Выпиваю залпом теплую жижицу. Потом запрокидываю голову и, похлопывая по дну миски, осторожно стряхиваю в рот шелуху и крупицы. Старик вылизывает миску. Голод стихает. Мы, лежим, прикрывшись матрацем, и переговариваемся.
— За что? — спрашиваю я, обращаясь не то к Старику, не то к себе самому. — Мы же не преступники.
Меня мучает сознание безысходности нашего положения.
— Хорошо. Я выступал на митингах. А тебя за что?
Старик взглянул на меня с упреком.
— Разве я говорил не так?
Я вспомнил выборы и волнение Старика на трибуне. Неужели это единственное выступление так много значит в его жизни? Мне стало неловко.
— Ты правильно говорил, Старик.
Он успокоился, натянул на себя матрац и добавил:
— Мы им сказали правду.
Я промолчал. И снова в душе поднялось мутное чувство обреченности: неужели убьют меня? Как нелепо и трагично! Я был помощником политрука. Но не официально, а так. Просто так.
Вспомнив политрука, я поежился и отвернулся к стене. Как бы угадывая мои мысли, Старик сказал:
— Студент, Черемисин жив. Его тяжело ранили, но он выжил. Он здесь, в бараке.
Пожимаю плечами. Когда политрука, заросшего, исхудалого, в гражданской одежде, втолкнули в барак, я сразу узнал его. И не подошел.
— Поговори с ним, Студент. Ему хуже, чем нам.
— А кто виноват? Призывал стоять насмерть. А сам?
— Он тоже человек.
— Нет — политрук!
Перевожу разговор на Латинский квартал, рассказываю Старику про Тильду. Старик слушает, улыбается.
Прошли недели. Положение стало трагичным. Хлеба ни разу не дали. Мы с трудом встаем за похлебкой.
Как-то ночью начальник караула решил позабавиться. Дверь барака неожиданно раскрылась, нас выгнали вон и повели к каменной стене.
Кружится голова. С вышек слепит свет прожекторов. Темной стеной стоит подразделение солдат.
— За враждебную «третьему рейху» деятельность… приговариваются к расстрелу…
Черемисин выпрямился, с вызовом подался вперед. Я прижался к Старику, судорожно схватил его руку. Стараюсь удержаться на ногах.
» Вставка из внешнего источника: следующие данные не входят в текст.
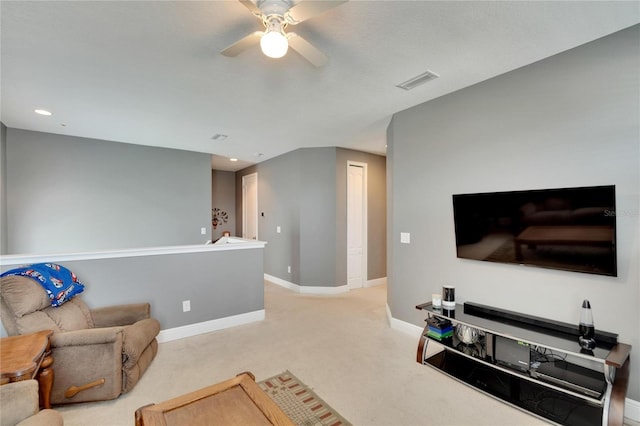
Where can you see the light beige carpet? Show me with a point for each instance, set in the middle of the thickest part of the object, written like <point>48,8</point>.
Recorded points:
<point>341,346</point>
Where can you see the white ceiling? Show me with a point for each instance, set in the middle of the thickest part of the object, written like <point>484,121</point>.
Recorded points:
<point>150,73</point>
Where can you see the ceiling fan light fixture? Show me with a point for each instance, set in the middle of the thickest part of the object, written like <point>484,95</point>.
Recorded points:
<point>274,44</point>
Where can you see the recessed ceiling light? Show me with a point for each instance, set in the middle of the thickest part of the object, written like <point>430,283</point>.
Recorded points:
<point>418,80</point>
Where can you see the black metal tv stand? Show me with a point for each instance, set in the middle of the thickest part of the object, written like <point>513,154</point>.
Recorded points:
<point>531,363</point>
Я уже упоминал об этой глупой и трагической истории. Не стоит вспоминать детали.
Потом нас били прикладами, со смехом гнали обратно в барак.
— Они ушли, успокойся, — говорит Старик, натягивая на меня матрац из рогожи.
Понемногу становится легче. «А я держался ничего, — подумал я, подавив нервную дрожь, и попытался усмехнуться. — Для первого раза».
Хочу сказать об этом Старику, но он уже спит.
Неделя проходит за неделей. Чувство голода притупилось. Счет дням потерялся. Пробуждаюсь только от призывного постукивания черпака о пол. Раздача еды приобрела всеобъемлющее значение. Лишь бы хватило сил встать в ряд с миской в руках.
Сегодня двое не могли встать. Они протянули миски с нар.
— Bitte… Bitte… — Пожалуйста…
Унтер подумал, взял бачок и шагнул в барак. Он раздал каждому по черпаку. Остальное унес.
Первым умер пожилой человек в телогрейке. Потом стали умирать другие.
Однажды у моего уха раздался шепот. Чья-то рука осторожно трясла меня, задевая скрюченным пальцем.
— Слушай, ты говоришь по-немецки. Помоги мне. Я знаю коммунистов, политруков. Немцы выпустят нас, дадут хлеба. Половина тебе.
— Дерьмо!
А потом настала очередь Старика. Он быстро слабеет, говорит с трудом.
— Студент, я скоро умру. Когда найдешь ее, расскажи про меня. Ладно?
У Старика началось воспаление легких. Он бредит и задыхается, отворачивается от похлебки, которую я пытаюсь влить в его запекшийся рот. Когда еда пролилась на матрац, я заплакал. И услышал слабый шепот:
— Студент, они сильнее… но ничего… необязательно сейчас, как ты говорил… пусть потом…
Я не ответил. Когда рассвело, Старик был мертв.
О дальнейшем у меня осталось неясное воспоминание. Старик лежал рядом, твердый и холодный. Он кормил меня. Когда унтер подходил с бачком, я протягивал две миски, за себя и за Старика. Унтер давал по числу мисок.
Наступило состояние отрешенности и покоя. Родители, брат, друзья из Латинского квартала посещали меня. Я смотрел на них с любопытством. Они не волновали меня. Тильда стала бесконечно далекой.
Сегодня дали хлеб!
Тяжелый, липкий, как замазка, чудесный хлеб. Как долго заполняет он своей вязкой массой желудок и кишечник, вызывая ощущение блаженства!